In 1968, members of the Latin American episcopate met at Médellin (Colombia) and declared that social injustice could not be condoned by the church “which must give priority to the poor”.

The Method

It is necessary to start from the reality of the context and formulate a theology which will thus be informed by an analysis of reality supported by the social sciences.

Personal commitment comes first, theological reflection is the second stage. On making a commitment, you first have to have the means to understand the reality which you want to change. Theology should always be a critical reflection, but coming from a historical commitment.

For Georges Casalis, it was to begin – not from eternal truths to come back to reality – but rather, from the risks and obscurity of daily struggles in solidarity with the oppressed, and to make sense of them in confrontation with the way of Jesus Christ.

The Contents

This is the “preferential option for the poor”. In the Bible one sees how the poor are treated by God (poor – children of God) how they are actors of liberation. Since God himself has made this choice, the churches must too.

The kingdom of God comes into being in history, from the church of the poor, and not the church for the poor. Thus all must take into account reality in all its dimensions, find and feed into it Christian faith as a gesture of liberation, an act of transformation, relying on hope and the energy of the poor.

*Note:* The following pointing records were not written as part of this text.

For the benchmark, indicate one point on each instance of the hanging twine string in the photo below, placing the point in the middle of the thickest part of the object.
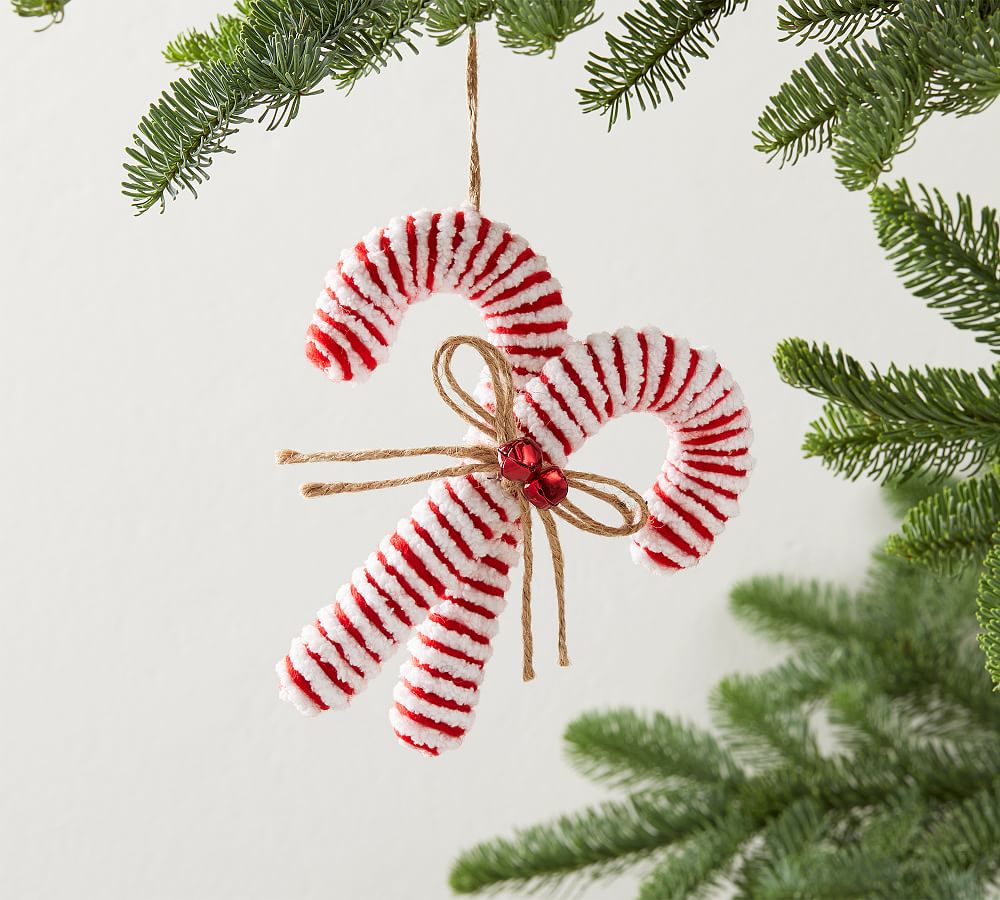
(472, 101)
(498, 426)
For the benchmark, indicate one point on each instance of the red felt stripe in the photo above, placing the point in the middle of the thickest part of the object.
(355, 635)
(666, 532)
(390, 257)
(411, 592)
(691, 520)
(371, 615)
(491, 263)
(432, 250)
(444, 676)
(415, 563)
(397, 610)
(439, 618)
(331, 673)
(548, 424)
(484, 227)
(599, 372)
(334, 351)
(450, 730)
(406, 739)
(436, 699)
(302, 684)
(340, 650)
(449, 651)
(581, 388)
(480, 525)
(661, 559)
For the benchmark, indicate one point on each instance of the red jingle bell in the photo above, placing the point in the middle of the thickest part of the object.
(547, 489)
(519, 459)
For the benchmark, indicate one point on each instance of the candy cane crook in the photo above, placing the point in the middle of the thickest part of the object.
(442, 576)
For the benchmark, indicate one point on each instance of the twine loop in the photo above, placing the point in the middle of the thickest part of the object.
(497, 426)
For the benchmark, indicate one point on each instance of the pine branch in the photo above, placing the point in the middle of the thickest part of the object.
(625, 749)
(387, 27)
(31, 9)
(758, 731)
(967, 835)
(530, 27)
(652, 57)
(951, 529)
(898, 424)
(988, 610)
(596, 842)
(804, 613)
(219, 43)
(448, 20)
(801, 117)
(870, 133)
(832, 21)
(287, 48)
(696, 866)
(945, 257)
(963, 50)
(902, 496)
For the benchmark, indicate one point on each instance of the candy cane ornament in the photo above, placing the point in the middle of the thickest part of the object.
(442, 576)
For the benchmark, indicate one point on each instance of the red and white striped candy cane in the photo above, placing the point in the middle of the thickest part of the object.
(444, 571)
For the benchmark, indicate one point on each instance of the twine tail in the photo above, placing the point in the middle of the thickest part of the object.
(559, 570)
(527, 641)
(472, 101)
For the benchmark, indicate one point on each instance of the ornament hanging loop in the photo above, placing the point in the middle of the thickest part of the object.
(472, 102)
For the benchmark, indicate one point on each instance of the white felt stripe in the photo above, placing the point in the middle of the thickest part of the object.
(656, 350)
(374, 640)
(391, 587)
(514, 281)
(651, 540)
(659, 510)
(603, 352)
(354, 652)
(324, 688)
(453, 717)
(288, 690)
(492, 240)
(400, 245)
(420, 734)
(631, 353)
(514, 249)
(443, 687)
(379, 311)
(422, 227)
(434, 658)
(315, 641)
(445, 238)
(680, 359)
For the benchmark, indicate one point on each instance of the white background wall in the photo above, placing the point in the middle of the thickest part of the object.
(156, 562)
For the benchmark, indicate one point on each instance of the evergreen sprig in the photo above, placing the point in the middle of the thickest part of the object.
(530, 27)
(448, 20)
(867, 99)
(950, 258)
(988, 609)
(953, 528)
(936, 421)
(832, 21)
(906, 804)
(220, 42)
(651, 58)
(286, 49)
(898, 423)
(36, 9)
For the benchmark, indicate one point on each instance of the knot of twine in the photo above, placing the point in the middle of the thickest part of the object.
(498, 426)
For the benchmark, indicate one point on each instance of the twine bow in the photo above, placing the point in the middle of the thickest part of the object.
(498, 426)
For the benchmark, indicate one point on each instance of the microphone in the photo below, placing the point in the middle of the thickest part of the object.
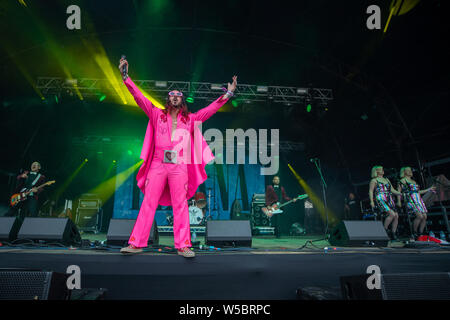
(124, 68)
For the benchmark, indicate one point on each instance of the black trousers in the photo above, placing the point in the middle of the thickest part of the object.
(275, 221)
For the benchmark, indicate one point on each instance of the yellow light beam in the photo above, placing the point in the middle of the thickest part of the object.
(106, 189)
(318, 204)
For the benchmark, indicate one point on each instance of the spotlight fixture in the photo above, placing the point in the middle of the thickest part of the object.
(302, 91)
(262, 89)
(72, 82)
(216, 86)
(161, 84)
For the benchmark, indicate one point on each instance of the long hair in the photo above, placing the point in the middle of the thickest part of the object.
(373, 173)
(402, 172)
(184, 110)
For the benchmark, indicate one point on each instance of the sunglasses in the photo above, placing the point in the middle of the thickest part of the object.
(178, 94)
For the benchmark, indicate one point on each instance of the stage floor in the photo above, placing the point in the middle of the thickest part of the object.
(272, 269)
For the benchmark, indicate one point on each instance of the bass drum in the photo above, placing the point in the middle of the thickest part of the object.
(195, 215)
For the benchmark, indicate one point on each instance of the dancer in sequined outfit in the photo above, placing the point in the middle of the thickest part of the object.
(412, 200)
(380, 195)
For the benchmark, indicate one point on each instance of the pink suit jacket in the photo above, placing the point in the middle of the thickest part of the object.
(196, 169)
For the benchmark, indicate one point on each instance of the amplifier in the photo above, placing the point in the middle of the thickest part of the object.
(259, 197)
(258, 218)
(89, 203)
(88, 219)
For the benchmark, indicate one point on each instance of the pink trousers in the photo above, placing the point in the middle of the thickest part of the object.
(158, 176)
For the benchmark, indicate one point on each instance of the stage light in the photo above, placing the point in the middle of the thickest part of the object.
(262, 89)
(107, 188)
(72, 82)
(161, 84)
(313, 197)
(216, 86)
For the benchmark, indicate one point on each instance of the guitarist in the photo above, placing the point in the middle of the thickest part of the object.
(31, 180)
(276, 193)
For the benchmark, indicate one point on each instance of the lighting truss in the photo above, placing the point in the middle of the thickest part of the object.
(197, 90)
(97, 141)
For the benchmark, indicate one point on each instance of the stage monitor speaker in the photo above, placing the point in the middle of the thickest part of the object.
(50, 230)
(33, 285)
(228, 233)
(398, 286)
(9, 228)
(119, 232)
(358, 234)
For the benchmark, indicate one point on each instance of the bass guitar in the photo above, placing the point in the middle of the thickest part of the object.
(269, 211)
(23, 195)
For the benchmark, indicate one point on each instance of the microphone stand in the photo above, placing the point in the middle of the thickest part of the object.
(324, 187)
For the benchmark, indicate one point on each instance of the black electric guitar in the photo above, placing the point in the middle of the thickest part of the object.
(276, 207)
(22, 196)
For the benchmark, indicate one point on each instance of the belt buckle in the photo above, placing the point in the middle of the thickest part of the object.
(170, 156)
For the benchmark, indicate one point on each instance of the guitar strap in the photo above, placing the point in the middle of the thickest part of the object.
(34, 182)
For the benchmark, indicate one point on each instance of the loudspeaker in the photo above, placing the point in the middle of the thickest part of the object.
(56, 230)
(359, 233)
(398, 286)
(33, 285)
(119, 232)
(229, 233)
(9, 227)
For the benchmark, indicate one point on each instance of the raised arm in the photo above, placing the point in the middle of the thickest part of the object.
(141, 101)
(206, 113)
(372, 186)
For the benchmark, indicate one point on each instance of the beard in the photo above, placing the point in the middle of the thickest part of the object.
(175, 106)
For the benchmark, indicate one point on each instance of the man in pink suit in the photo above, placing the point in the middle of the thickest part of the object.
(175, 154)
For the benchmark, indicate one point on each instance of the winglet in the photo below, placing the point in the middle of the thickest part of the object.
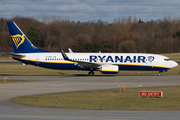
(64, 55)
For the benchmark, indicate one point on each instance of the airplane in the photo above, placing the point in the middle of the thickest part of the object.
(106, 63)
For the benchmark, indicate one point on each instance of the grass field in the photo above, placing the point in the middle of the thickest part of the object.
(19, 69)
(16, 81)
(173, 56)
(109, 99)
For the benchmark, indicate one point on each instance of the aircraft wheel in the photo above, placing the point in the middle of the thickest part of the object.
(91, 73)
(159, 74)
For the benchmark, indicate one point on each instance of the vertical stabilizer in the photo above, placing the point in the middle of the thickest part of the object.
(20, 42)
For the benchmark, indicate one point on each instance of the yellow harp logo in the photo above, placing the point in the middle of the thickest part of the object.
(18, 39)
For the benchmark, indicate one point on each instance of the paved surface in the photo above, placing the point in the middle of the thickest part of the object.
(51, 84)
(21, 62)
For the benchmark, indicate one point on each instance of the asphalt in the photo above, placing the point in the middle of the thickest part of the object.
(21, 63)
(52, 84)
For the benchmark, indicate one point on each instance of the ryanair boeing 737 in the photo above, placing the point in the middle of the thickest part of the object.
(107, 63)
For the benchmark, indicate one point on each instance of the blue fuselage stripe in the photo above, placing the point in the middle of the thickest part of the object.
(70, 66)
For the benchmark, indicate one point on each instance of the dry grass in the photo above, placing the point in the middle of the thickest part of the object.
(109, 99)
(19, 69)
(16, 81)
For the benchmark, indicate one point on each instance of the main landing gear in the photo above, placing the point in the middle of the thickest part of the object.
(159, 74)
(91, 73)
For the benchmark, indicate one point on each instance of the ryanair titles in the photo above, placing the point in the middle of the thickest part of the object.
(116, 59)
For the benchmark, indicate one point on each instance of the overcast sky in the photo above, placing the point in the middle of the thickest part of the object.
(87, 10)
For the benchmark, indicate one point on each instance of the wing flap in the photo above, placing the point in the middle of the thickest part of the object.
(16, 55)
(81, 63)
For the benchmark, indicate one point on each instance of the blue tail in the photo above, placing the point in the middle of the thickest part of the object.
(20, 42)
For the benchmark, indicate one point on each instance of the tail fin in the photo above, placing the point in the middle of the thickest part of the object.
(64, 55)
(20, 42)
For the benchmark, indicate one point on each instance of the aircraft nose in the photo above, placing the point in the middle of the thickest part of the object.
(175, 64)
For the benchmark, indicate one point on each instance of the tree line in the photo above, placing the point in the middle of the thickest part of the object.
(123, 35)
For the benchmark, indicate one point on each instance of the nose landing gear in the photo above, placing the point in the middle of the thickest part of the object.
(91, 73)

How were Liberation theologies received ?

Liberation theologies were subjected to systematic criticism :

  • By the Roman Catholic curia who accused them of confusing Christian faith with Marxism (but there were no condemnations or excommunications until much later). Rome dismissed or moved bishops involved (Mgr Camara) and named new bishops ;
  • From the USA who wanted to destabilise these movements by using the concern that they encouraged revolutionary regimes. The USA would support evangelical and fundamentalist protestant churches (for the last 100 years there has existed in Latin American countries a fast growing evangelical Protestantism hostile to Liberation theologies) ;
  • Critical European theologians :
    • Why should the poor have a better understanding of the gospel than others ?
    • This intuitive method of theology is insufficient.

Liberation theologies developed in Africa and in Asia, but in different forms :

  • Struggle against racial and ethnic oppression (by people of colour against Whites)
  • Struggle against cultural oppression (a movement developed by Blacks whose cultural identity was for a long time denied)

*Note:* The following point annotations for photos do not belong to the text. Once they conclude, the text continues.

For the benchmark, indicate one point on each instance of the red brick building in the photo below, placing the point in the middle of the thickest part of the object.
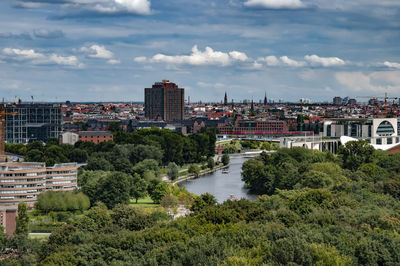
(255, 127)
(95, 136)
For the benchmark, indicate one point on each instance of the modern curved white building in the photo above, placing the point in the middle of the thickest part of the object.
(382, 133)
(25, 181)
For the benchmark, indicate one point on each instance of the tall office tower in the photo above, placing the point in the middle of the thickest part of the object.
(164, 100)
(265, 99)
(33, 122)
(225, 99)
(337, 100)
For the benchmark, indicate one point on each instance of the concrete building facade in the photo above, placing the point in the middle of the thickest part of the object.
(377, 131)
(95, 136)
(165, 101)
(25, 181)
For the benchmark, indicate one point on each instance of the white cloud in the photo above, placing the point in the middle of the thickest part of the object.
(238, 56)
(30, 55)
(272, 60)
(275, 4)
(137, 7)
(315, 60)
(378, 82)
(140, 59)
(97, 51)
(27, 4)
(281, 61)
(392, 64)
(290, 62)
(113, 61)
(198, 58)
(312, 60)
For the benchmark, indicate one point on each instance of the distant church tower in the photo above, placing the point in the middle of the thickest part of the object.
(225, 99)
(265, 99)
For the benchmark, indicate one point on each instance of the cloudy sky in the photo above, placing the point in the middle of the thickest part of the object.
(110, 50)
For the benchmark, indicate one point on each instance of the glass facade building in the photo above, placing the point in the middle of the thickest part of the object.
(33, 122)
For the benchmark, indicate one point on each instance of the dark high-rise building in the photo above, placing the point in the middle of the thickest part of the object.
(33, 122)
(265, 99)
(337, 101)
(225, 99)
(164, 100)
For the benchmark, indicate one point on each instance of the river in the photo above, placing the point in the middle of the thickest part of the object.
(221, 185)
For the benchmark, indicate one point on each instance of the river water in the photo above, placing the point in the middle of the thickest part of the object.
(221, 185)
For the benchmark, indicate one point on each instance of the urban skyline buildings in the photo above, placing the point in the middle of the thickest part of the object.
(32, 122)
(164, 101)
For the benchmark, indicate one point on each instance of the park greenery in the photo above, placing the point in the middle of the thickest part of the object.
(314, 208)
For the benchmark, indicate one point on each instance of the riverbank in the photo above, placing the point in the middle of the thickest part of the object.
(220, 184)
(202, 172)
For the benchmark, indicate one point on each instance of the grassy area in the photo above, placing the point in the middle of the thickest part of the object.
(145, 202)
(40, 237)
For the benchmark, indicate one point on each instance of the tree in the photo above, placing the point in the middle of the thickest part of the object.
(34, 155)
(96, 163)
(138, 187)
(78, 155)
(114, 189)
(194, 169)
(210, 163)
(141, 152)
(356, 153)
(173, 171)
(225, 159)
(22, 221)
(159, 192)
(122, 165)
(203, 201)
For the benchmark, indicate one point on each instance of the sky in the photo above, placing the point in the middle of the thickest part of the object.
(110, 50)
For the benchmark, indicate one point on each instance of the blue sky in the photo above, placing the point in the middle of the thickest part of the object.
(110, 50)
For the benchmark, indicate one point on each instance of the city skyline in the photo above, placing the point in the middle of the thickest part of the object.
(110, 50)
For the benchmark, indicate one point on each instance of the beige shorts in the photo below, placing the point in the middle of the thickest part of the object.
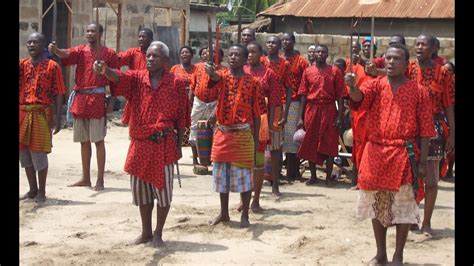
(144, 193)
(85, 130)
(28, 158)
(432, 175)
(389, 207)
(276, 140)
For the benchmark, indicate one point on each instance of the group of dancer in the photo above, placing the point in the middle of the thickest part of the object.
(402, 120)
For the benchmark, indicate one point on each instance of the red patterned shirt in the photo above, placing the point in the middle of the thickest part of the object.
(183, 74)
(239, 99)
(297, 66)
(438, 81)
(89, 105)
(281, 67)
(392, 119)
(268, 83)
(200, 81)
(133, 58)
(324, 86)
(152, 110)
(40, 83)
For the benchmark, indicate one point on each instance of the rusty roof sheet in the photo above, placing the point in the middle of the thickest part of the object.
(441, 9)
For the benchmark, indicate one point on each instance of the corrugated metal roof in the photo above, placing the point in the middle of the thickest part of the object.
(352, 8)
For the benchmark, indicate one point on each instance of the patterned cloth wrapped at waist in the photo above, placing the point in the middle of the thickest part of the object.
(34, 107)
(70, 100)
(146, 132)
(234, 127)
(439, 116)
(390, 142)
(321, 101)
(233, 144)
(35, 123)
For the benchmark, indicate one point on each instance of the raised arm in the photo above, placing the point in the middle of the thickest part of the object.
(354, 93)
(61, 53)
(101, 68)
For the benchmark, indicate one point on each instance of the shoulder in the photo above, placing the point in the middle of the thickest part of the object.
(24, 61)
(80, 48)
(174, 68)
(53, 64)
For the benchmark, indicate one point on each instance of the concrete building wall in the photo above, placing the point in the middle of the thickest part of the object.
(383, 27)
(198, 21)
(136, 15)
(30, 14)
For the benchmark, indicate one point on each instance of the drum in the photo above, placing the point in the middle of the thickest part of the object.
(437, 143)
(268, 166)
(204, 134)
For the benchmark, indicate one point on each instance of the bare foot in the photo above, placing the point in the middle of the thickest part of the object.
(142, 239)
(414, 227)
(427, 231)
(157, 241)
(329, 182)
(256, 208)
(219, 219)
(41, 197)
(244, 221)
(99, 185)
(311, 181)
(276, 193)
(377, 260)
(397, 261)
(81, 183)
(29, 195)
(240, 207)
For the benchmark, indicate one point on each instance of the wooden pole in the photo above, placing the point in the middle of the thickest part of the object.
(239, 27)
(209, 35)
(350, 47)
(119, 25)
(217, 42)
(55, 18)
(372, 39)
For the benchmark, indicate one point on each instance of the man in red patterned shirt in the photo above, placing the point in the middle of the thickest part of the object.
(41, 86)
(297, 66)
(439, 82)
(134, 58)
(87, 101)
(203, 107)
(398, 112)
(240, 102)
(273, 93)
(281, 67)
(156, 97)
(321, 86)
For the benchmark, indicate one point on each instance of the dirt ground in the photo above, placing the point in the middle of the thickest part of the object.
(308, 226)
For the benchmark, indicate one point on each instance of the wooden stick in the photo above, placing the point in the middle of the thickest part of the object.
(351, 70)
(344, 150)
(239, 27)
(372, 39)
(217, 42)
(209, 35)
(55, 18)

There would come into being a theology of racial liberation, a theology of cultural liberation, as well as a theology of feminist liberation, born in the West and spreading into the countries of the developing world, in defence and in promotion of women’s rights.

On the other hand, Liberation theologies had little impact in Europe.

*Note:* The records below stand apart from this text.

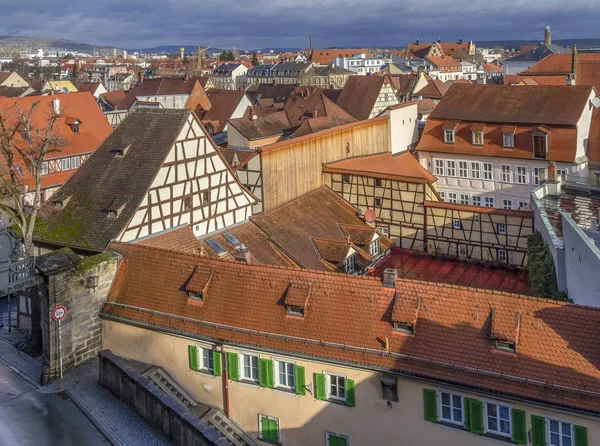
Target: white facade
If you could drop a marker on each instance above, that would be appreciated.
(361, 64)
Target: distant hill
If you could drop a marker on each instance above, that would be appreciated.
(48, 43)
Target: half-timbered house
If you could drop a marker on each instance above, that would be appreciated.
(159, 169)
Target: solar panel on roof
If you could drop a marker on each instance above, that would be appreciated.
(216, 247)
(233, 240)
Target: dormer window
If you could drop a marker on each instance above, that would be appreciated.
(404, 327)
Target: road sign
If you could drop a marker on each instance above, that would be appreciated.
(59, 313)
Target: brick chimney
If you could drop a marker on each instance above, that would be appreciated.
(552, 172)
(389, 277)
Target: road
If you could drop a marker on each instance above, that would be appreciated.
(28, 417)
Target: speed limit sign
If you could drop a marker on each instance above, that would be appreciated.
(59, 313)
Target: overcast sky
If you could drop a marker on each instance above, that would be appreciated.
(287, 23)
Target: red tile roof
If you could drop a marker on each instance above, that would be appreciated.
(403, 167)
(349, 319)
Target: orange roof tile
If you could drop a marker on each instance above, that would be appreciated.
(403, 167)
(556, 361)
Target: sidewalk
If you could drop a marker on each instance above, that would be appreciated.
(110, 416)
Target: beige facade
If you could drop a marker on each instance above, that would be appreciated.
(304, 420)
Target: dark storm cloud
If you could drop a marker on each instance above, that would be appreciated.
(227, 23)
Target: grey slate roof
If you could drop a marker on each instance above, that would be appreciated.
(106, 182)
(538, 53)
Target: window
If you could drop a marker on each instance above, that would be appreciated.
(336, 440)
(506, 174)
(508, 140)
(249, 367)
(268, 429)
(439, 167)
(451, 408)
(561, 433)
(475, 170)
(451, 168)
(374, 247)
(488, 171)
(502, 255)
(337, 387)
(349, 264)
(498, 419)
(463, 170)
(286, 377)
(537, 175)
(521, 175)
(449, 136)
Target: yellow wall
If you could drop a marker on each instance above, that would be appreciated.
(303, 419)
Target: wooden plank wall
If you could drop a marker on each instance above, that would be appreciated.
(295, 168)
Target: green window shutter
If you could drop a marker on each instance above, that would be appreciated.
(538, 431)
(580, 436)
(350, 397)
(430, 403)
(300, 380)
(320, 387)
(233, 366)
(193, 357)
(519, 426)
(476, 416)
(217, 363)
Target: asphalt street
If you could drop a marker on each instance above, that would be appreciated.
(28, 417)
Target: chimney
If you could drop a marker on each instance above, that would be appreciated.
(56, 106)
(552, 172)
(389, 277)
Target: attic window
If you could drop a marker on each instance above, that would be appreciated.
(505, 346)
(403, 327)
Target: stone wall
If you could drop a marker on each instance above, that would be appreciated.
(69, 281)
(153, 405)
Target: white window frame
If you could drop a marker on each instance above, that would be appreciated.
(510, 144)
(260, 417)
(488, 174)
(278, 383)
(451, 168)
(439, 167)
(242, 367)
(524, 175)
(463, 167)
(503, 178)
(475, 173)
(498, 251)
(560, 423)
(327, 434)
(328, 376)
(440, 408)
(486, 428)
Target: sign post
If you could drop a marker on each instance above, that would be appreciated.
(58, 314)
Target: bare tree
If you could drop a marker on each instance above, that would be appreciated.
(23, 145)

Liberation theologies run out of steam (end of the 1980s)

In 1986, the Lima congress (presided by Cardinal Alfonso Lopez Trujillo) accused Liberation theology of being an attempt to destabilise the church since it used Marxist forms of analysis which made for confusion between the religious and the political. He proposed a Reconciliation theology.

From that date :

  • Popular movements began to lose their importance at the same time as more democratic regimes were put in place ;
  • Priority was no longer given to the setting up of an egalitarian society by means of a church of the people ;
  • Ecological fears began to develop ;
  • Ecumenical circles weakened ;
  • Liberation theologies met strong opposition from Pentecostals and Evangelicals : many of the poor opt for Pentecostalism, especially from the end of 1989.
  • Indigenous, black, coloured, popular and feminist theologies developed.

The church of the poor became a popular, ethnic religion.